Denver's Construction Defects Ordinance: make it simple

State construction defects legislative reform has failed so localities do it themselves.  Now it's Denver's turn. The goal for developers is to cut down on the number of and frivolous lawsuits.  However, this always comes with too many caveats at the expense of home owner's rights.  Home owner's (not represented in the debate) would like to be empowered on the use of their funds in litigation.  Too often costly HOA litigation is pursued by HOA Boards and their lawyers without the knowledge or approval of home owners and can result in draining HOA reserve funds and special assessments.  A simple, compromise law that would serve both interests groups can be crafted by State legislators and integrated into State HOA law.  It is no more complicated than this:  All HOA litigation, other than for routine and administrative matters, funded with HOA resources and/or debt instruments requires a majority vote of approval by home owners.  Supplement this by requiring that prior to any vote home owners be made aware of the proposed law suit, its' purpose, total cost and funding sources, and the consequences in the event of an unfavorable decision.  This simple amendment to State HOA law will automatically cut down on law suits, save home owners and developers significantly in legal costs, and empower home owners over the use of their funds.  The issue of requiring arbitration is mostly a moot point.  Almost all HOA declarations over the past fifteen years requires this dispute resolution process and is only changed to promote costly court cases at the encouragement of HOA lawyers. Simple in this case is a WIN WIN for all. 

Friday, October 9, 2015

HOA Transfer Fees Costing Homeowners and Businesses Millions (Colorado)

The HOA Transfer Fee is assessed HOA home owners upon the sale of their home.  The fee ranges from under $50 to over $1,000 with no requirement to justify the fee based on work performed.  It's pay it or you can't sell your home.  Misunderstood is the fact that the fee is not retained by or amount determined by the HOA but by the HOA's property manager.   The fee is not negotiable nor can the services it supposedly provides be shopped for in the market place.  Worse yet the fee is not legally mandatory like taxes and filing fees but unquestionably entered on closing documents.   The fee costs Colorado home owners upwards of $10 million a year.

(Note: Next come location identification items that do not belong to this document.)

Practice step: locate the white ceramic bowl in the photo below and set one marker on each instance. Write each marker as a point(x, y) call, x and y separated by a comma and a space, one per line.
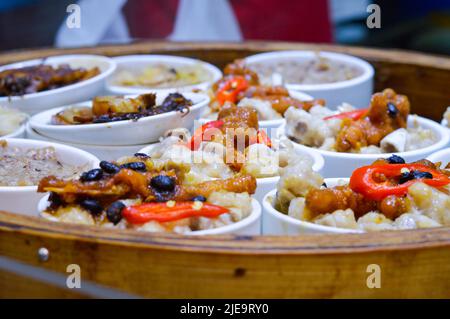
point(249, 226)
point(442, 156)
point(137, 63)
point(266, 184)
point(36, 102)
point(356, 91)
point(128, 132)
point(277, 223)
point(24, 199)
point(343, 164)
point(273, 124)
point(107, 153)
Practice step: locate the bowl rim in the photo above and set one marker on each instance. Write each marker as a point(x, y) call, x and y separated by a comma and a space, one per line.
point(30, 134)
point(29, 143)
point(318, 165)
point(277, 122)
point(58, 59)
point(443, 138)
point(268, 207)
point(437, 156)
point(38, 126)
point(368, 70)
point(255, 214)
point(215, 72)
point(20, 131)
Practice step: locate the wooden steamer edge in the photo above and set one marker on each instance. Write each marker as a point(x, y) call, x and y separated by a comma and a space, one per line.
point(413, 263)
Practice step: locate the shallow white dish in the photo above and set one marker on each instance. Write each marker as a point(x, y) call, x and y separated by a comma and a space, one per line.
point(442, 156)
point(128, 132)
point(268, 183)
point(249, 226)
point(277, 223)
point(343, 164)
point(107, 153)
point(24, 199)
point(273, 124)
point(357, 91)
point(36, 102)
point(140, 62)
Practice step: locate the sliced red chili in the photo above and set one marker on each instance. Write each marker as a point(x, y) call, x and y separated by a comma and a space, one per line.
point(161, 212)
point(366, 180)
point(353, 115)
point(229, 91)
point(199, 133)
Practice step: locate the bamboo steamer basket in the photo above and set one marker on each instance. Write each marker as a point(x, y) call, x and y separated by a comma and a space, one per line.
point(413, 264)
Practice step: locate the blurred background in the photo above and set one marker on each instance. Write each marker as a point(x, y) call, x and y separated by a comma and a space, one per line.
point(406, 24)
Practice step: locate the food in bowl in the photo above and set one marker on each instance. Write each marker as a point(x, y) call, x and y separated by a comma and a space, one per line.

The fee was made illegal via SB 11-234 on all residential home sales except those with community associations such as HOAs, condominiums, mobile home parks, and time shares.  The fee can be assessed home owners for unreimbursed costs incurred by property managers related to the sale of a home in an HOA.  Thus only extraordinary costs apply. At no time in the debate to allow this fee has anyone from the property management industry and their trade group, Community Association Institute (CAI), offered evidence of what these unreimbursed expenses were to warrant any fee let alone fees averaging $350+.  Home owners pay HOA dues to cover updates to administrative and billing records, changing and exchanging security codes and cards, creating monthly billings and home owner financial status documents.  The dues also pay for updating and making readily available copies (for a small fee) of HOA governing documents.  So why are home owners being charged $350 on average to do what they are already paying for?

There is more.  Title/home closing companies charge a document fee averaging $150.  This in part/full is to cover costs associated with ensuring the buyer receives copies of the HOA governing documents and a Status Letter (no more than a final billing statement indicating the home owner's financial status with the HOA).  The property manager, not the HOA, can bill the Title company a fee in any amount to provide this information.   Thus the Title company may or may not use the fee in total to cover their own costs.  As mentioned, the HOA official documents can be obtained free by the home owner/Realtor via the HOA's web site and hard copies cost no more than $25 and the home owner has already compensated the property manager to complete these ordinary tasks with their HOA dues.

Then there is the Transfer Fee on home refinancing.  Yes, you buy a home then refinance a year later and pay the fee again.  The administrative and billing records remain the same and your security codes/cards don’t change.  The Status Letter (current billing) and HOA governing documents are emailed to the Title company and this costs you hundred’s of dollars in a Transfer Fee and "for what"?

Legislation to end this abusive, excessive, and illegally applied fee was pursued in Colorado several years ago but was watered down and then killed by HOA property manager interests.  The HOA property manager licensing bill was supposed to address the disclosure of the fee but not ending or limiting the amount or ability to challenge the fee: basically allowing things to continue as is.  Then the State Agency overseeing licensing endorsed disclosure to be a one-liner on closing documents ("HOA Transfer Fee") with no detail, invoice, limit on amount, or justification required.   

The Colorado HOA Forum, a Colorado home owner advocacy organization, will continue to lobby legislators to support a Bill to end or limit this fee.